Erfolgsmodell
50 Jahre betriebliche Mitbestimmung von Migranten
Millionen Menschen in Deutschland sind von Wahlen ausgeschlossen, weil sie nicht deutsche Staatsbürger sind. Eine verpasste Chance, wie das Wahlrecht in Betrieben zeigt.
Von Fessum Ghirmazion und Isaf Gün Mittwoch, 12.01.2022, 5:24 Uhr|zuletzt aktualisiert: Donnerstag, 13.01.2022, 9:09 Uhr Lesedauer: 3 Minuten |
Die Ampel-Koalition hat viel versprochen in ihrem Koalitionsvertrag: unter anderem Einbürgerungserleichterungen, neue Einwanderungsregeln, mehr Engagement gegen Diskriminierung. In den Bereich des Wahlrechts hat sich Jamaika aber nicht getraut. Dabei gab es auch anlässlich der Bundestagswahlen Initiativen, die das Wahlrecht für Menschen ohne deutschen Pass forderten. Diese Forderungen sind nicht neu. Auch die IG Metall setzt sich seit den 80er Jahren für das kommunale Wahlrecht ein. Und auch im letzten Jahr war dies einer unserer migrationspolitischen Forderungen. Denn mittlerweile werden etwa 14 Prozent von diesem demokratischen Recht ausgeschlossen.
Was bei der Debatte unbeachtet bleibt: Das aktive und sogar passive Wahlrecht für alle (über 18 Jahren) gibt es bereits in Deutschland. Und zwar im Betrieb. Und das bereits seit 1972.
Im Januar jährt sich die Novellierung des Betriebsverfassungsgesetzes zum 50. Mal: Seitdem dürfen Menschen ohne deutschen Pass nicht nur wählen (das dürfen sie seit 1952), sondern sich auch wählen lassen. Dies ist bis heute einmalig in Deutschland!
„Die betriebliche Erfahrung macht deutlich: Demokratische Rechte führen zu einer starken Teilhabe von Beschäftigten mit Migrationshintergrund. Von daher ist die betriebliche Mitbestimmung ein migrationspolitisches Erfolgsmodell.“
Die betriebliche Erfahrung macht deutlich: Demokratische Rechte führen zu einer starken Teilhabe von Beschäftigten mit Migrationshintergrund. Von daher ist die betriebliche Mitbestimmung ein migrationspolitisches Erfolgsmodell.
Wissenschaftlich wurde dies durch die sogenannte „BIM-Studie“ von 2017 untermauert.

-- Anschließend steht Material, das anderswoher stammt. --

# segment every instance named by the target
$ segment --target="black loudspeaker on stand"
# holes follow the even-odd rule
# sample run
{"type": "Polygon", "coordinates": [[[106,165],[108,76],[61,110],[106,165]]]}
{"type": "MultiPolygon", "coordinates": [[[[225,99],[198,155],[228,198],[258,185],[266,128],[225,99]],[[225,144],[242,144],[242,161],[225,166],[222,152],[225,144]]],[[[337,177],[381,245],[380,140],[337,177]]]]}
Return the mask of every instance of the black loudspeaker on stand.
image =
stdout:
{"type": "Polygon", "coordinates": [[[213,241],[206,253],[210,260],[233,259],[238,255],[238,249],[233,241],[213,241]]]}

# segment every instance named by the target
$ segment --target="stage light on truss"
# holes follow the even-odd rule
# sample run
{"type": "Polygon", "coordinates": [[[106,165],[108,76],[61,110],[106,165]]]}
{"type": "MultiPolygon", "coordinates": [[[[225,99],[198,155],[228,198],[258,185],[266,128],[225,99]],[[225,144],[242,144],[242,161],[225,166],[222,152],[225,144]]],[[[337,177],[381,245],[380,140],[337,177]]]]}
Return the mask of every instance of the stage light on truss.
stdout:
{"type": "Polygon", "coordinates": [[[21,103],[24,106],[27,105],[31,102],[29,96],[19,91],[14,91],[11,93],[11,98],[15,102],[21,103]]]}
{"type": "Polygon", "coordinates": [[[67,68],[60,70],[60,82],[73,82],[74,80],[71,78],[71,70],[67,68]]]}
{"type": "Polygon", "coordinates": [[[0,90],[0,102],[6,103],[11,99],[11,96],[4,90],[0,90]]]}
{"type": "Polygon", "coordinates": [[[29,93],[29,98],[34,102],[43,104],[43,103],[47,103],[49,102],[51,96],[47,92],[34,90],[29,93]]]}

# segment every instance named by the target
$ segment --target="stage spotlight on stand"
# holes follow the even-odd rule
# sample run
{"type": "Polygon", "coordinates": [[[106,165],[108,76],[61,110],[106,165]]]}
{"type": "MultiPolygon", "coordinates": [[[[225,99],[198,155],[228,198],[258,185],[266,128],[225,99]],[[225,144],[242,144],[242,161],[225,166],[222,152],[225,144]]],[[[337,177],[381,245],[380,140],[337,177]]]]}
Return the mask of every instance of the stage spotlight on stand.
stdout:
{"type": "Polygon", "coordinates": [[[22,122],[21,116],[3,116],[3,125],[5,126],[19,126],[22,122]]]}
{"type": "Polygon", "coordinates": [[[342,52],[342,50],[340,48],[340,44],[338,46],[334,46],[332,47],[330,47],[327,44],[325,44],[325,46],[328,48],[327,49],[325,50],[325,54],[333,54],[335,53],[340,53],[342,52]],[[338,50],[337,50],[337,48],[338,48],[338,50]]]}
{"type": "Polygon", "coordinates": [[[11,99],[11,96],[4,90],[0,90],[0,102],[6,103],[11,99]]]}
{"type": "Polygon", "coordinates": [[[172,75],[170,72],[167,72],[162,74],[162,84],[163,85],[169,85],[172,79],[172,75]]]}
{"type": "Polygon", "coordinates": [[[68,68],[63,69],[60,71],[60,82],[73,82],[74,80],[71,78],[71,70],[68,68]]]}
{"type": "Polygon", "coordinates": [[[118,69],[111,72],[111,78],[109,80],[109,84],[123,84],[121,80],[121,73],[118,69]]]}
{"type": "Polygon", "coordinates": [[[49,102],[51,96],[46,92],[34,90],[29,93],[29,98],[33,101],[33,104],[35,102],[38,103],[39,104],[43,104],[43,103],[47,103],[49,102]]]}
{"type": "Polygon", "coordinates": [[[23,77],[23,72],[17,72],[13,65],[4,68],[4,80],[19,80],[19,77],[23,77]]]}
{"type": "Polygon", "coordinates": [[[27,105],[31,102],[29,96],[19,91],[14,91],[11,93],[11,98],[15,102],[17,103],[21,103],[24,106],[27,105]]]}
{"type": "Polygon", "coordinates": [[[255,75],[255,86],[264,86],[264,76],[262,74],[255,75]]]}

Während 26 Prozent aller Mitglieder im Betrieb einen Migrationshintergrund haben, sind es im Betriebsrat 25 Prozent. Bei den Vertrauensleuten, also der gewerkschaftlichen Vertretung im Betrieb, sind es sogar 37 Prozent.1 Mit Blick auf die gute Repräsentanz, schreiben die Wissenschaftler:innen in ihrem Abschlussbericht: „Die hohe Beteiligung IG Metall Mitgliedern mit Migrationshintergrund in diesen Strukturen ist auch für den Forschungsstand zu diesem Gegenstand ein überraschendes Ergebnis (…)“.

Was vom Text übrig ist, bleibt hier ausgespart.